The words “for so an entrance will be supplied to you abundantly” in the NKJV are translated “you will receive a rich welcome” in the NIV. Peter used the same word, epichorēgeō, that we found earlier in the command to “add to your faith” (2 Pet 1:5 NIV). However, this time it is in the passive voice. A rich entrance will be supplied or added by God for the believer who added to his faith the character qualities Peter outlines. What he is suggesting is that if you are lavish in how you build your life for Him, then He will be extravagant in the reward He gives to you.
My Dad went home to be with Jesus on March 24, 2013. He was 86 years old.
Shortly before the second anniversary of his “graduation to glory,” I called my mom and reminisced a bit. It took her by surprise when I steered our conversation to “the house that Pat built” during their first year of marriage. She could not believe that I even remembered it. I was still pretty much a toddler when we moved a couple of years later about fifteen miles away to North Plainfield, NJ, where I eventually graduated from high school.
We talked about the professional—almost phenomenal—quality of my dad’s work. He took it seriously, just as he did his faith in Christ.

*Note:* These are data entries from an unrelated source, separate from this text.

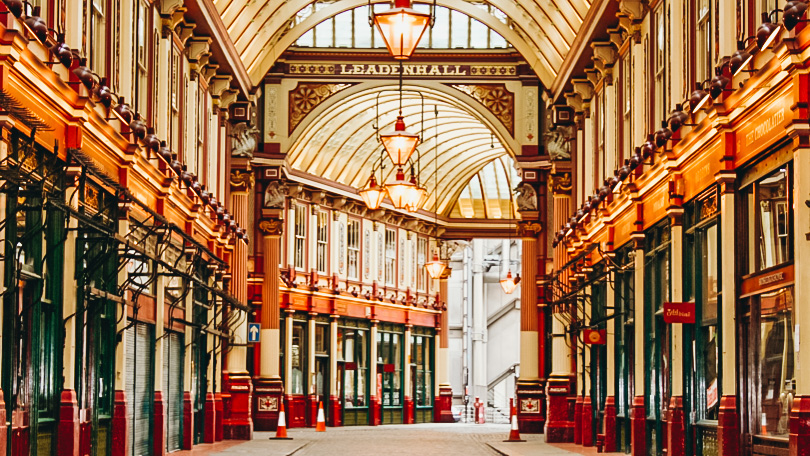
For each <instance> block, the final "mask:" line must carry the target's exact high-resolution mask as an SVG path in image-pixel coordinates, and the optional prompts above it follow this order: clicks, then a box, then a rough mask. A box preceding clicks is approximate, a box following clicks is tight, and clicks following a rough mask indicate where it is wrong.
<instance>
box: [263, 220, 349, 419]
mask: <svg viewBox="0 0 810 456" xmlns="http://www.w3.org/2000/svg"><path fill="white" fill-rule="evenodd" d="M262 212H263V215H264V216H267V218H263V219H262V220H260V221H259V229H258V231H259V232H260V233H261V235H262V238H261V243H262V254H263V256H262V266H263V268H262V270H263V271H264V278H263V279H264V280H263V281H262V308H261V315H260V318H259V322H260V324H261V332H260V338H259V340H260V343H259V372H258V374H259V375H258V376H257V377H256V378H254V379H253V384H254V409H253V426H254V429H256V430H257V431H275V430H276V426H277V425H278V415H279V404H280V403H281V400H282V395H283V393H284V383H283V382H282V381H281V376H280V375H279V372H280V369H279V368H280V365H279V362H280V355H281V341H280V337H281V330H280V323H281V321H280V318H279V298H280V294H279V268H278V265H279V262H280V258H281V235H282V230H283V229H284V221H283V220H282V219H281V214H282V211H280V210H279V211H276V213H273V214H270V213H267V214H264V212H265V211H264V210H263V211H262ZM272 215H276V217H273V218H270V216H272ZM336 336H337V334H335V337H336ZM331 372H336V370H332V371H331Z"/></svg>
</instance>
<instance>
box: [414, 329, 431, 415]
mask: <svg viewBox="0 0 810 456" xmlns="http://www.w3.org/2000/svg"><path fill="white" fill-rule="evenodd" d="M422 331H424V330H421V328H419V329H417V328H414V333H416V334H414V335H412V336H411V363H412V365H411V369H412V373H413V390H414V391H413V398H414V402H415V405H416V406H417V407H430V406H432V405H433V338H432V337H430V336H428V335H427V333H426V332H425V333H422Z"/></svg>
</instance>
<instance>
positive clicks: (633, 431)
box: [630, 396, 647, 456]
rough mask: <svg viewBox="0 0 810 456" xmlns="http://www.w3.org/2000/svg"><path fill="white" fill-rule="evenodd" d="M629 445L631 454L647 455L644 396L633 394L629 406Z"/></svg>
mask: <svg viewBox="0 0 810 456" xmlns="http://www.w3.org/2000/svg"><path fill="white" fill-rule="evenodd" d="M630 445H631V446H632V450H631V453H630V454H632V455H633V456H647V412H646V411H645V408H644V396H635V397H634V398H633V405H632V406H631V407H630Z"/></svg>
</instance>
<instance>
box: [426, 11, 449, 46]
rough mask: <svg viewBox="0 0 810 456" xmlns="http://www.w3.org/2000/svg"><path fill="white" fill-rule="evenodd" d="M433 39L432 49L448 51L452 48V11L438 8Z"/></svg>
mask: <svg viewBox="0 0 810 456" xmlns="http://www.w3.org/2000/svg"><path fill="white" fill-rule="evenodd" d="M431 32H432V33H431V36H432V37H433V40H432V42H431V43H430V44H431V47H432V48H437V49H446V48H449V47H450V10H448V9H447V8H436V21H435V22H434V24H433V29H432V30H431Z"/></svg>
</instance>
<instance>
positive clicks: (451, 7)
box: [213, 0, 592, 87]
mask: <svg viewBox="0 0 810 456" xmlns="http://www.w3.org/2000/svg"><path fill="white" fill-rule="evenodd" d="M213 2H214V7H215V8H216V9H217V12H218V13H219V15H220V18H221V20H222V23H223V25H224V27H225V28H226V30H227V31H228V34H229V35H230V37H231V40H232V41H233V44H234V47H235V49H236V51H237V52H238V53H239V55H240V57H241V59H242V62H243V63H244V65H245V68H246V70H247V72H248V75H249V76H250V79H251V81H252V82H253V83H254V84H257V85H258V84H259V82H260V81H261V80H262V79H263V78H264V76H265V75H266V74H267V71H268V70H269V69H270V68H271V67H272V66H273V65H274V64H275V62H276V61H277V60H278V58H279V57H281V55H282V53H283V52H284V51H285V50H286V49H287V48H289V47H290V46H292V45H294V43H295V42H296V41H297V40H298V39H299V38H300V37H301V36H302V35H304V34H305V33H307V32H308V31H309V30H311V29H312V28H314V27H316V26H317V25H318V24H320V23H321V22H323V21H324V20H326V19H328V18H331V17H334V16H337V15H338V14H340V13H342V12H344V11H348V10H352V9H355V8H357V7H360V6H362V5H366V4H368V0H264V1H256V0H213ZM372 3H374V4H377V3H382V4H390V2H388V1H380V0H373V1H372ZM591 3H592V0H556V1H552V0H488V1H487V2H484V1H481V0H437V4H438V5H440V6H443V7H447V8H449V9H451V10H454V11H457V12H459V13H463V14H465V15H466V16H469V17H471V18H473V19H475V20H477V21H479V22H481V23H482V24H484V25H486V26H487V27H488V28H490V29H492V30H494V31H495V32H496V33H497V34H498V35H500V36H501V37H503V38H504V39H505V40H506V41H507V42H508V43H509V45H510V46H513V47H514V48H515V50H517V51H518V52H519V53H520V54H521V55H522V56H523V58H524V59H525V60H526V62H527V63H528V64H529V65H530V66H531V67H532V69H533V70H534V72H535V73H536V74H537V76H538V77H539V78H540V80H541V82H542V83H543V85H545V86H546V87H551V86H552V84H553V83H554V79H555V77H556V75H557V73H558V72H559V71H560V69H561V68H562V65H563V61H564V60H565V57H566V55H567V54H568V52H569V50H570V48H571V46H572V45H573V43H574V38H575V36H576V33H577V31H579V29H580V27H581V26H582V22H583V20H584V18H585V16H586V15H587V14H588V10H589V9H590V7H591ZM308 7H309V8H308ZM453 30H455V28H453ZM453 30H451V32H450V33H451V34H452V33H453ZM437 33H438V32H437Z"/></svg>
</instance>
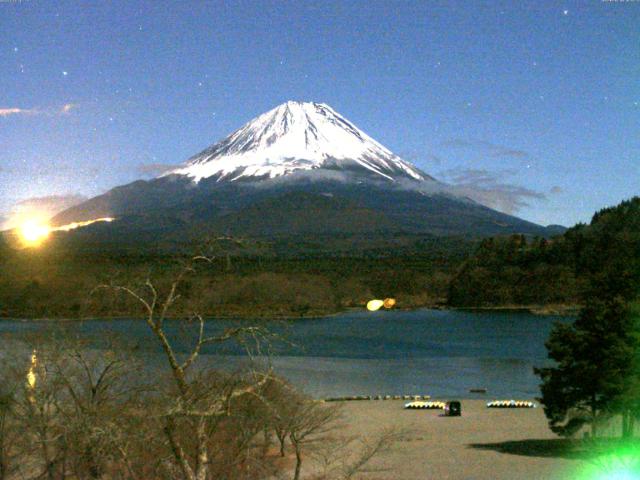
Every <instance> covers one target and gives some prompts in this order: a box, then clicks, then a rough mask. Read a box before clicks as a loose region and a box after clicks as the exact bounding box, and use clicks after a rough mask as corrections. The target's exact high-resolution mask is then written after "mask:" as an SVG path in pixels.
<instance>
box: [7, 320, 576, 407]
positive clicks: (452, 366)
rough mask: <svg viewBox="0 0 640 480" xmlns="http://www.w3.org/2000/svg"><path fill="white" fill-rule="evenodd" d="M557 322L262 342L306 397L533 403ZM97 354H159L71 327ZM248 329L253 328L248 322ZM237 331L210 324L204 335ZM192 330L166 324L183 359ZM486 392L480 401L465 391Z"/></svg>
mask: <svg viewBox="0 0 640 480" xmlns="http://www.w3.org/2000/svg"><path fill="white" fill-rule="evenodd" d="M557 320H561V321H566V320H567V318H566V317H565V318H563V317H552V316H536V315H532V314H529V313H524V312H515V311H506V312H495V311H492V312H464V311H447V310H416V311H409V312H407V311H381V312H374V313H371V312H356V313H345V314H341V315H337V316H332V317H326V318H316V319H305V320H295V321H292V322H280V321H277V322H273V321H270V322H263V323H262V325H263V326H265V327H266V328H268V329H269V330H270V331H273V332H275V333H277V334H278V336H279V337H280V338H282V339H285V341H280V340H276V341H275V342H274V343H273V344H272V347H271V348H272V351H273V355H272V357H271V362H272V364H273V366H274V367H275V370H276V372H277V373H279V374H281V375H283V376H284V377H286V378H288V379H289V380H290V381H291V382H292V383H294V384H295V385H297V386H298V387H300V388H302V389H303V390H305V391H306V392H307V393H309V394H311V395H313V396H316V397H329V396H345V395H403V394H429V395H431V396H432V397H434V398H449V397H458V398H487V399H493V398H526V399H531V398H534V397H537V396H538V395H539V388H538V385H539V379H538V377H536V376H535V375H534V374H533V367H534V366H543V365H547V364H548V360H547V359H546V349H545V347H544V342H545V340H546V339H547V337H548V335H549V331H550V329H551V326H552V324H553V322H554V321H557ZM73 323H74V325H75V326H77V327H78V328H79V329H80V331H81V332H82V334H83V335H87V336H88V337H90V338H92V339H93V340H92V341H93V342H94V344H95V345H96V348H100V346H101V340H100V338H101V337H102V336H103V333H104V332H105V331H112V332H116V333H119V334H122V335H123V336H124V337H126V338H127V339H129V340H130V341H132V342H134V343H135V344H136V347H137V351H138V352H140V354H141V355H145V358H147V359H148V361H149V362H152V363H155V362H158V363H159V362H160V357H159V356H160V354H161V353H160V349H159V347H158V346H157V344H156V342H155V339H154V338H153V337H151V336H150V334H149V332H148V327H147V326H146V324H145V323H144V322H143V321H141V320H91V321H87V322H82V323H80V322H78V323H76V322H73ZM250 323H251V324H253V323H255V322H250ZM50 324H51V322H22V321H13V320H2V321H0V334H2V333H19V332H26V331H32V330H38V329H40V328H43V327H45V326H47V325H50ZM235 325H238V322H233V321H226V320H225V321H210V322H208V323H207V332H208V333H210V334H213V333H215V332H220V331H222V329H223V328H225V327H229V326H235ZM193 327H194V328H188V329H185V328H181V327H178V326H177V325H176V324H173V325H172V324H171V322H169V323H167V328H168V330H169V331H170V334H171V337H172V338H173V339H174V341H175V342H176V343H177V344H178V345H180V348H179V349H180V350H182V351H186V350H187V345H188V344H189V341H190V340H192V339H193V336H192V332H193V330H194V329H195V325H194V326H193ZM245 359H246V357H245V356H243V352H242V349H241V348H239V347H238V346H237V345H225V346H222V347H208V348H207V349H206V350H205V351H204V352H203V355H202V358H201V362H202V363H203V364H210V365H216V366H219V365H225V366H226V368H230V369H233V368H238V367H239V366H241V364H242V363H243V362H245V361H246V360H245ZM479 387H480V388H486V389H487V390H488V392H487V394H486V395H483V394H471V393H469V389H470V388H479Z"/></svg>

He was not at all ineffective or unproductive as a Christian man, husband, father, business man, and church worker. He stuck to the Divine blueprint, and relied on Divine power as he built upon the foundation of his faith in Jesus Christ.
When he is summoned to the Bema, and his life work will be tested, I suspect that he will bask in the applause of crucified hands, and revel in a lavish reward accompanied by the divine accolade, “Well done, good and faithful servant.” And I will cheer for him.
1 Editor’s note: Another option is that “make your call and election sure” concerns not showing others that you are born again, but confirming to yourself and others that you will be chosen to rule with Christ and to have the abundant entrance reserved for believers who overcome. In his commentary on 2 Peter Zane Hodges says, “Peter wishes his readership to produce in their lifestyle appropriate verification that they are “royal” people, destined for high honor in the coming kingdom of God…They shall prove themselves ‘chosen’ for divine reward” (Second Peter: Shunning Error in Light of the Savior’s Return, p. 31).